Béisbol Cubano

Las Tunas vs. Granma: ¿preludio de una final aburrida?

Una final en la que no existen precedentes de ningún tipo en la historia de las Series Nacionales del beisbol cubano se vivirá este sábado a las 4:00 p.m en el estadio Julio Antonio Mella, cuando los anfitriones tuneros reciban a Granma en el primer choque por la discusión del título. En la agenda de los granmenses se lee con tinta gruesa las intenciones de no ceder la corona que les pertenece, mientras que los tuneros han escrito en perfecta ortografía en sus post-it que el trono puede ser usurpado por primera vez por un grupo de Leñadores.

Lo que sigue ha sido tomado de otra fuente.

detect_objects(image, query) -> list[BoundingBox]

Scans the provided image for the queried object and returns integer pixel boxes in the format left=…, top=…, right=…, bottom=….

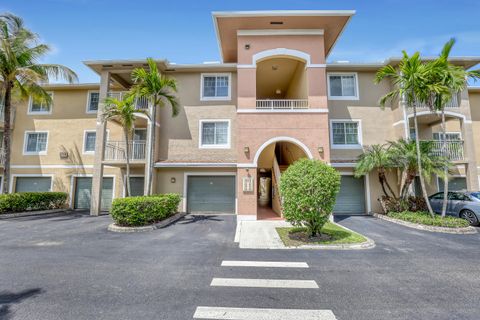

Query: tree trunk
left=2, top=81, right=13, bottom=194
left=147, top=95, right=157, bottom=196
left=123, top=128, right=132, bottom=197
left=413, top=103, right=435, bottom=218
left=442, top=108, right=448, bottom=218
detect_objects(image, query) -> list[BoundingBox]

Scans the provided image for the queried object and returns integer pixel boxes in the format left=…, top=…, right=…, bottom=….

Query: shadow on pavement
left=0, top=288, right=43, bottom=320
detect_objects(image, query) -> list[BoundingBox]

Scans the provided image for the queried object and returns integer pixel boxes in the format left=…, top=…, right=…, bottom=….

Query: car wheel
left=460, top=209, right=478, bottom=226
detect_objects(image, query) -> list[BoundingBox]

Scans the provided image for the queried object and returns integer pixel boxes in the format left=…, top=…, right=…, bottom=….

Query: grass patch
left=387, top=211, right=470, bottom=228
left=276, top=222, right=367, bottom=247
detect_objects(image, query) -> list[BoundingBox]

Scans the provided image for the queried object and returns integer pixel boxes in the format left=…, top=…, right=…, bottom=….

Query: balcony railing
left=431, top=140, right=464, bottom=161
left=104, top=141, right=145, bottom=161
left=256, top=99, right=308, bottom=110
left=108, top=91, right=148, bottom=110
left=408, top=94, right=460, bottom=109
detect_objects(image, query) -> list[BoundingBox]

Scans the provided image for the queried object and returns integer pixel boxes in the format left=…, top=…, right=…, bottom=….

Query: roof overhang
left=212, top=10, right=355, bottom=63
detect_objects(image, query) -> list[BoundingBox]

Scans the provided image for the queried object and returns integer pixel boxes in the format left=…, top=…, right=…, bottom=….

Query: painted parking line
left=210, top=278, right=318, bottom=289
left=193, top=307, right=337, bottom=320
left=222, top=260, right=308, bottom=268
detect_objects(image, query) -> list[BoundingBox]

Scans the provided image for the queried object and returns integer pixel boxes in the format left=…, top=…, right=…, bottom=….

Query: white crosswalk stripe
left=222, top=260, right=308, bottom=268
left=210, top=278, right=318, bottom=289
left=193, top=307, right=337, bottom=320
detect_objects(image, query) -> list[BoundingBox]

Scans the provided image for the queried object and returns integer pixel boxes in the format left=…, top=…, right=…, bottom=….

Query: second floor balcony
left=104, top=140, right=146, bottom=163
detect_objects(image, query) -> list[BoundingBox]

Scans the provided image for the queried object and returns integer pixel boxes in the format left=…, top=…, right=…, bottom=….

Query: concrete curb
left=282, top=220, right=375, bottom=250
left=107, top=212, right=187, bottom=233
left=0, top=209, right=73, bottom=220
left=372, top=213, right=477, bottom=234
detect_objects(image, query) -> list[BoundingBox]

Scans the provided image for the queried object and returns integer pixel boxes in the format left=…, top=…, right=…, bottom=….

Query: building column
left=90, top=71, right=110, bottom=216
left=462, top=120, right=479, bottom=191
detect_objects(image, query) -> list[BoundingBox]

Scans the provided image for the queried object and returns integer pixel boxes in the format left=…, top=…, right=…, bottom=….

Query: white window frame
left=327, top=72, right=360, bottom=100
left=23, top=130, right=50, bottom=156
left=85, top=90, right=100, bottom=114
left=27, top=91, right=54, bottom=115
left=330, top=119, right=363, bottom=149
left=200, top=73, right=232, bottom=101
left=198, top=119, right=232, bottom=149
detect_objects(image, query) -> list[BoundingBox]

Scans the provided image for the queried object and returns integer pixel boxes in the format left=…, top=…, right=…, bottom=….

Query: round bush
left=280, top=159, right=340, bottom=236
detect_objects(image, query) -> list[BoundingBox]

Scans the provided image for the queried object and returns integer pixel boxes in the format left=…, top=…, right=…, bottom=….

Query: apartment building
left=3, top=11, right=480, bottom=220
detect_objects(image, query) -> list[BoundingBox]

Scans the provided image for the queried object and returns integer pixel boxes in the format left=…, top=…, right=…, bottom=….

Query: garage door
left=74, top=177, right=113, bottom=210
left=15, top=177, right=52, bottom=192
left=333, top=176, right=365, bottom=214
left=187, top=176, right=235, bottom=213
left=438, top=177, right=467, bottom=191
left=130, top=177, right=145, bottom=197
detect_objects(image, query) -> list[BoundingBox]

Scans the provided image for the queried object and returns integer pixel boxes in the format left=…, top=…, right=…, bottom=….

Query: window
left=24, top=132, right=48, bottom=154
left=201, top=73, right=231, bottom=100
left=331, top=121, right=361, bottom=147
left=328, top=73, right=358, bottom=100
left=83, top=131, right=97, bottom=153
left=28, top=92, right=53, bottom=114
left=433, top=132, right=461, bottom=141
left=87, top=91, right=100, bottom=113
left=200, top=120, right=230, bottom=148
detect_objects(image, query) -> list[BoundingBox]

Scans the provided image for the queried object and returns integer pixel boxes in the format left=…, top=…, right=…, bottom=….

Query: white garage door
left=15, top=177, right=52, bottom=192
left=333, top=176, right=366, bottom=214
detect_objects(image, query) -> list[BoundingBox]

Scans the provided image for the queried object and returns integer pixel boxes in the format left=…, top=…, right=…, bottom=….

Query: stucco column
left=462, top=120, right=479, bottom=190
left=90, top=71, right=110, bottom=216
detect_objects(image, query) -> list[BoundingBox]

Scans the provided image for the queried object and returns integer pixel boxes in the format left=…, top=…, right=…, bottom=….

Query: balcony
left=256, top=99, right=308, bottom=110
left=431, top=140, right=464, bottom=161
left=104, top=141, right=146, bottom=163
left=108, top=91, right=148, bottom=110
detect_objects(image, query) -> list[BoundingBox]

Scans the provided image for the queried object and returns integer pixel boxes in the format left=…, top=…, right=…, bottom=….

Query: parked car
left=429, top=191, right=480, bottom=226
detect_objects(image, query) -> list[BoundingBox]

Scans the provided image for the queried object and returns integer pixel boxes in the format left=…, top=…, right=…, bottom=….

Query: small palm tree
left=103, top=95, right=148, bottom=197
left=431, top=38, right=480, bottom=217
left=132, top=58, right=179, bottom=195
left=389, top=139, right=450, bottom=203
left=355, top=144, right=396, bottom=198
left=375, top=51, right=448, bottom=217
left=0, top=14, right=77, bottom=193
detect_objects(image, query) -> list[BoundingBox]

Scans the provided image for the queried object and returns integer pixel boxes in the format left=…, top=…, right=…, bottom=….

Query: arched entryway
left=255, top=138, right=312, bottom=220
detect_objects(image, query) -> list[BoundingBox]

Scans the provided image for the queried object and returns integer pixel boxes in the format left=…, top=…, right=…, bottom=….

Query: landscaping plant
left=280, top=159, right=340, bottom=237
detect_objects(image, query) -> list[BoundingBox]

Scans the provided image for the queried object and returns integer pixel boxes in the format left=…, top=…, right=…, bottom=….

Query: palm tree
left=431, top=38, right=480, bottom=217
left=132, top=58, right=179, bottom=195
left=103, top=94, right=148, bottom=197
left=389, top=139, right=450, bottom=203
left=375, top=51, right=448, bottom=217
left=0, top=14, right=77, bottom=193
left=355, top=144, right=396, bottom=198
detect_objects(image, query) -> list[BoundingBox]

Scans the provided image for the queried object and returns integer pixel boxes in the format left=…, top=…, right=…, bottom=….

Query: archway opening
left=257, top=141, right=309, bottom=220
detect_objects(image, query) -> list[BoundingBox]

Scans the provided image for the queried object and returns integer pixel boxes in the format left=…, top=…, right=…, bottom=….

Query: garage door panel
left=187, top=176, right=235, bottom=213
left=333, top=176, right=366, bottom=214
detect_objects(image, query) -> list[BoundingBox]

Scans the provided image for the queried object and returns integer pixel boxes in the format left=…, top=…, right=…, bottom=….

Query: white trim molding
left=200, top=72, right=232, bottom=101
left=182, top=171, right=238, bottom=214
left=23, top=130, right=50, bottom=156
left=330, top=119, right=363, bottom=149
left=327, top=72, right=360, bottom=101
left=198, top=119, right=232, bottom=149
left=253, top=136, right=313, bottom=167
left=237, top=29, right=325, bottom=36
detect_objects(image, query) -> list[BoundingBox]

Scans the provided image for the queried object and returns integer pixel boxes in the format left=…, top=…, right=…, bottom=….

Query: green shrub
left=388, top=211, right=469, bottom=228
left=0, top=192, right=68, bottom=214
left=280, top=159, right=340, bottom=236
left=110, top=193, right=180, bottom=227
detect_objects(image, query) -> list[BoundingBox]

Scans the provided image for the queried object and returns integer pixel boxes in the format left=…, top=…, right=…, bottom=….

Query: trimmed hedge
left=0, top=192, right=68, bottom=214
left=110, top=193, right=180, bottom=227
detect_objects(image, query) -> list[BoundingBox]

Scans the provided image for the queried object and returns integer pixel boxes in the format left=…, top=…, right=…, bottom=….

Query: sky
left=0, top=0, right=480, bottom=85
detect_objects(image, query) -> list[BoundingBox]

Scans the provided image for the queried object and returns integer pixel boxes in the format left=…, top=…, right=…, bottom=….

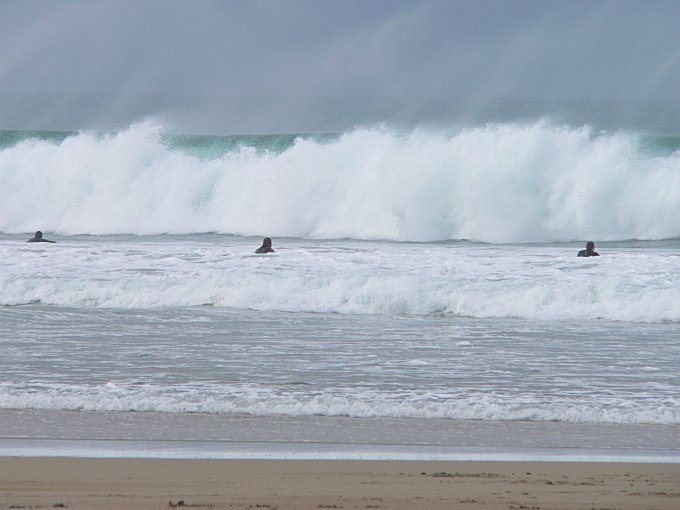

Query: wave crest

Ambos conjuntos deben haber acudido a un psicólogo para tratar una autoestima que la tienen por el cielo.  Y no es para menos. La tropa de Carlos Martí no encontró otra solución que, después de una derrota inicial, aplastar a Matanzas en una sucesiva cadena de cuatro triunfos al hilo. A los Alazanes poquísimo les importó que los yumurinos fueran los líderes de la clasificatoria, cabalgaron y cabalgaron hasta que dejaron en cero las ilusiones de los dirigidos por Víctor Figueroa, envueltos en una misteriosa aura negativa que le ha quitado una y otra vez el sueño de ganar un campeonato.

Los granmenses en la temporada pasada hicieron caso omiso a los pronósticos, derribaron cuanto Goliat se les puso en su camino y no pararon hasta derrotar a Ciego de Ávila en la final, triunfo que obligó a dedicarles a los Alazanes una página en los anales del beisbol cubano, al ser su estreno en lo más alto del podio. Mañana los vigentes titulares llegarán a la defensa de su reinado con diez días de descanso, un factor que si algunos ven favorable, fácilmente puede incidir en un hipotético mal funcionamiento de la escuadra.

Mientras que en la otra parte del organigrama se contempló la semifinal entre Las Tunas e Industriales, completamente diferente a la pactada entre granmenses y matanceros, carente de suspenso y adrenalina. Los tuneros y capitalinos se enfrascaron en un duelo sin cuartel de inicio a fin, abundante en tensión, rivalidad y protagonismos individuales, que fue deslucida solamente en el juego final, donde los actuales finalistas sacudieron sus maderos y minimizaron el pitcheo azul hasta fabricarle diez carreras y sacarlos de combate de una manera infame.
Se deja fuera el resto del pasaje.